Look. All this back and forth about what ought to be regulated or not regulated and by how much is ridiculous. The planet is what it is. The only thing of significance is who survives and who doesn’t. It’s called evolution and it’s better to win than lose. The most committed wins. Deal with it.
I think some of the alarmists are finally snapping to the fact that the CO2=AGW paradigm is just way too simpleminded. Here’s one saying that the chemistry of the atmosphere is ‘hideously complicated’. The next step is to understand that the feedbacks to CO2 forcing are ‘fiendishly complex’. Arrhenius really didn’t settle the science.

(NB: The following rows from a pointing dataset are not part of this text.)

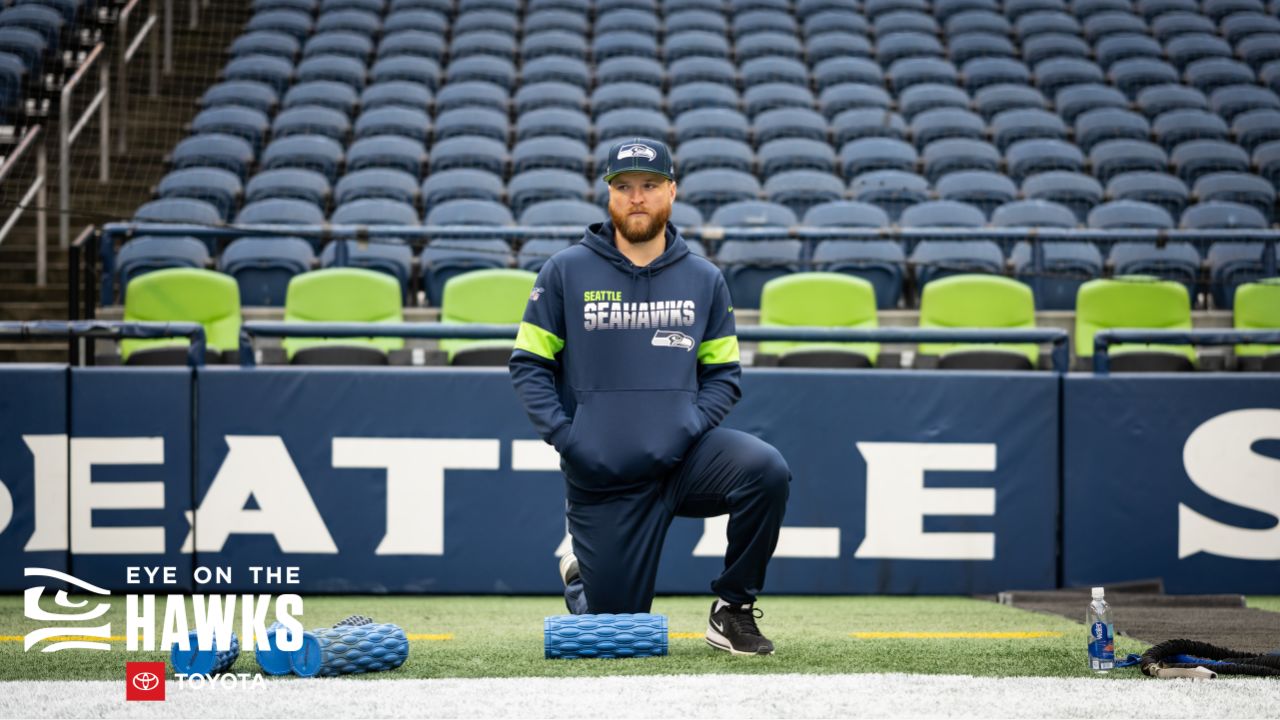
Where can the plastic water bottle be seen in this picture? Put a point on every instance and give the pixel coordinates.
(1102, 650)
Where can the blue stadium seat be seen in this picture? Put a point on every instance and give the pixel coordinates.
(748, 264)
(839, 98)
(214, 150)
(311, 119)
(1159, 188)
(942, 214)
(551, 153)
(387, 151)
(892, 191)
(155, 253)
(551, 94)
(708, 190)
(470, 153)
(240, 121)
(376, 183)
(337, 68)
(707, 153)
(877, 154)
(310, 151)
(279, 212)
(858, 123)
(1109, 123)
(942, 123)
(412, 42)
(1077, 191)
(1115, 156)
(1175, 260)
(325, 92)
(385, 255)
(1028, 158)
(269, 69)
(534, 253)
(1198, 158)
(215, 186)
(186, 210)
(405, 122)
(1119, 214)
(959, 154)
(981, 188)
(263, 267)
(845, 213)
(558, 122)
(461, 183)
(536, 186)
(562, 213)
(795, 154)
(288, 182)
(878, 261)
(1238, 187)
(443, 259)
(1221, 214)
(1232, 264)
(1068, 265)
(1027, 123)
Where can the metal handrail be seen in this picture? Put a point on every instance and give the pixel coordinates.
(69, 130)
(127, 49)
(753, 333)
(1105, 338)
(37, 190)
(110, 329)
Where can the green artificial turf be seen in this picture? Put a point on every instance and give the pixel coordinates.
(503, 637)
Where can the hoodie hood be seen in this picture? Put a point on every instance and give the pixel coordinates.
(599, 238)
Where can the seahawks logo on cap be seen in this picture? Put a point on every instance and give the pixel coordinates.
(636, 150)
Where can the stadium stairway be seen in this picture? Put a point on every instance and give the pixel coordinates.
(155, 124)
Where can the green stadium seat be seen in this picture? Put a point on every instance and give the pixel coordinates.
(494, 296)
(1257, 308)
(342, 295)
(1134, 302)
(184, 295)
(830, 300)
(978, 301)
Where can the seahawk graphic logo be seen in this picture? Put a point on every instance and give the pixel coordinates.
(671, 338)
(636, 150)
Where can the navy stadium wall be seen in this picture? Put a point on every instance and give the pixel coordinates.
(410, 481)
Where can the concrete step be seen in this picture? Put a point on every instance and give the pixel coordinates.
(33, 351)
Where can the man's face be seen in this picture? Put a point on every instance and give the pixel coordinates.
(640, 205)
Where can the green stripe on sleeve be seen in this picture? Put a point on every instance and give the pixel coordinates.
(718, 351)
(535, 340)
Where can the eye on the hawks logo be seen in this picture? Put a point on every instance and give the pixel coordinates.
(144, 680)
(636, 150)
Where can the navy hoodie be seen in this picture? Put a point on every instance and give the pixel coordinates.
(624, 368)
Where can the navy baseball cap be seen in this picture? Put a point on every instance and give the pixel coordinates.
(639, 155)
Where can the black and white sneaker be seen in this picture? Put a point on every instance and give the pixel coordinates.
(568, 568)
(732, 628)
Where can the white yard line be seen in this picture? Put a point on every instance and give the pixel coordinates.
(663, 696)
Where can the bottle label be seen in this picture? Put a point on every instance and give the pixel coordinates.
(1102, 651)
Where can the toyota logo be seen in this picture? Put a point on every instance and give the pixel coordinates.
(146, 682)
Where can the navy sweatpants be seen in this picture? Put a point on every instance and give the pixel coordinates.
(618, 541)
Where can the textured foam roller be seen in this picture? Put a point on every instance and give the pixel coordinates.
(273, 660)
(638, 634)
(195, 661)
(348, 650)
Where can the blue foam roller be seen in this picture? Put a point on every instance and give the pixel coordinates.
(195, 661)
(273, 660)
(348, 650)
(635, 634)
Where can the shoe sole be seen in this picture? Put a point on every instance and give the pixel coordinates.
(720, 642)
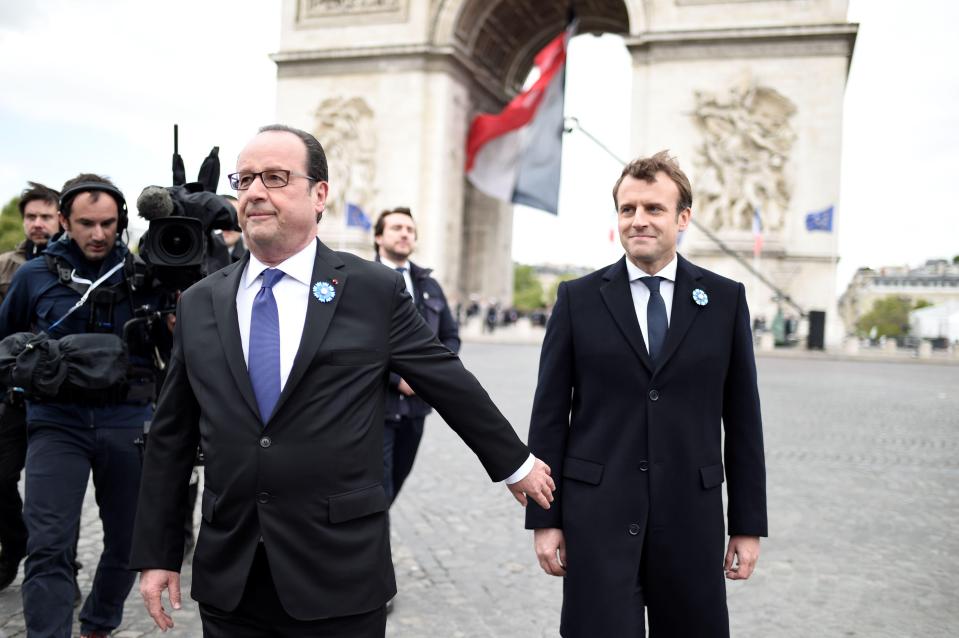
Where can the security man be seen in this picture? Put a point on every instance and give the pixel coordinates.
(39, 208)
(394, 237)
(79, 432)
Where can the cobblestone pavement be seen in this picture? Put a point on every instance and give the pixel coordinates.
(863, 471)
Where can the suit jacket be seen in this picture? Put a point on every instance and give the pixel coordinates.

===========================
An idea I can get behind – regulate methane first
Sorry – count me out – this whole argument is loopy – since global warming is NOT a problem neither is methane a problem.
We don’t need more hype and alarmism and another new wasteful environmental policy on Methane…
I did not expect this kind of nonsense – at least not from this website.
Is it April fool’s day?
Anthony – you might be interested in this report from earlier this year. Worth a read IMO:
http://www.nationalgrid.com/corporate/Our+Responsibility/News/newsbiogas.htm
crosspatch (12:32:41),
Excellent link, thanks for posting.
The methane map in this article shows clearly that most of the methane emissions come from China, Russia, India and Brazil [the BRIC countries].
Those countries would have to agree to drastically cut their emissions to make a dent in global methane, and they have all made it very clear that they will not take any actions that slow their economic growth.
Certainly the U.S. and western Europe should not futilely act, while the BRIC countries more than make up for any mitigation by the cleanest countries on Earth.
The BRIC countries, which emit the most pollution by far, are the ones responsible for cleaning up their own countries. We are not polluting the atmosphere. They are.